Hi Gert,

2012/2/29 Gert Doering <g...@greenie.muc.de>:
> The model we follow is "openvpn.exe has the same permissions that you
> already have, so there is no benefit in manipulating anything".

That was my initial assumption, which would imply that there's no
reason to restrict access to the named pipe (apart from making sure
that whoever connects is running as a user with the needed
permissions).

If users can manipulate their openvpn session to do whatever they want
they can also manipulate what gets sent over the named pipe. (I'm not
necessarily talking about malformed messages; I'm talking about
manipulating the routing tables, etc. to contain arbitrary settings.)

> For those bits that need additional privileges, there's the named pipe
> to the openvpn service - with some very well-defined messages to
> add/delete routes, setup interfaces, and such.
>
> Part of the assumption here is "the user controls the openvpn config",
> and as such, he can make openvpn.exe run arbitrary scripts anyway - and
> to stop this from being a problem, just run openvpn.exe with your uid.

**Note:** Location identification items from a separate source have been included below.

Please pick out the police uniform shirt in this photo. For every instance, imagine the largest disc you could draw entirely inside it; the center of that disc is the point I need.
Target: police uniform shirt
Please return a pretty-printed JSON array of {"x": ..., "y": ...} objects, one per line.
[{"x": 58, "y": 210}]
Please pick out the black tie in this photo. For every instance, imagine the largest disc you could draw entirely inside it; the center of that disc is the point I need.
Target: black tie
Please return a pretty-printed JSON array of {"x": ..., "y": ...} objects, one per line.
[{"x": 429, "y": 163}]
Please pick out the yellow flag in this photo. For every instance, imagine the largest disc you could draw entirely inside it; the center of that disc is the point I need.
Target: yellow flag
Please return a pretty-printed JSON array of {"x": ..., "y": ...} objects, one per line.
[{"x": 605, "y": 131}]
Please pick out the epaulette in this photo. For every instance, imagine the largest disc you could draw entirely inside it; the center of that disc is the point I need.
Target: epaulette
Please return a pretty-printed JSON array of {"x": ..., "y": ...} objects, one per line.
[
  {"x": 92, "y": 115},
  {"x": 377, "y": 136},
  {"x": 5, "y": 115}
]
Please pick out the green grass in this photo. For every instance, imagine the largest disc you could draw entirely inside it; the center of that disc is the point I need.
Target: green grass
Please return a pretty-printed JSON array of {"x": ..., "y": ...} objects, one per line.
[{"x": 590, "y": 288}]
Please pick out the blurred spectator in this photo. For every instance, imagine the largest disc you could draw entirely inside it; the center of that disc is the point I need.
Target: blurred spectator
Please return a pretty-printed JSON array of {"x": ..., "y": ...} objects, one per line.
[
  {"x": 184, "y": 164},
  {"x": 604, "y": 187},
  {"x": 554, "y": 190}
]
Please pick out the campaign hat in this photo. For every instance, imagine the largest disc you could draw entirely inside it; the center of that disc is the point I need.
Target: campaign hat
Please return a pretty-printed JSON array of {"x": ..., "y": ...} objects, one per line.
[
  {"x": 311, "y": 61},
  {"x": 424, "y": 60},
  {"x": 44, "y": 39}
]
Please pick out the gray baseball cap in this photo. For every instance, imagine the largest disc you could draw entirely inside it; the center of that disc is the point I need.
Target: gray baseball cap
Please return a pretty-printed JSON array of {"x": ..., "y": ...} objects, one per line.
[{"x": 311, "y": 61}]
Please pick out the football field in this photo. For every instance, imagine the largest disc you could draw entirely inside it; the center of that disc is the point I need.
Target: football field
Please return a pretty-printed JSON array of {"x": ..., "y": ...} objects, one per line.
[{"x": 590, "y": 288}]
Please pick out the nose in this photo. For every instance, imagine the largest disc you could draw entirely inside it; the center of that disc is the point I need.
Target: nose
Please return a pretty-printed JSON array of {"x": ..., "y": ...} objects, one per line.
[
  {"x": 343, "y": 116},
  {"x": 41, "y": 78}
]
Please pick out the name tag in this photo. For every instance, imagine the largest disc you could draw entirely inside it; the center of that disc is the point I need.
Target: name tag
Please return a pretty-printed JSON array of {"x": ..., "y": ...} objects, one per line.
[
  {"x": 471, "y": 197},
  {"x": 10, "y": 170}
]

Either I'm misunderstanding Heiko's plans or you two aren't in sync
regarding this point. AFAIU, Heiko intends to safe-guard access to the
named pipe as much as possible, with the underlying assumption that
only a trusted OpenVPN process should be allowed to send somewhat
trusted commands over the pipe. In my opinion, this implies that the
openvpn config would need to be restricted to safe settings in some
way. I'm not (yet?) convinced that this approach can be secure without
crippling the type of tunnels that you can create.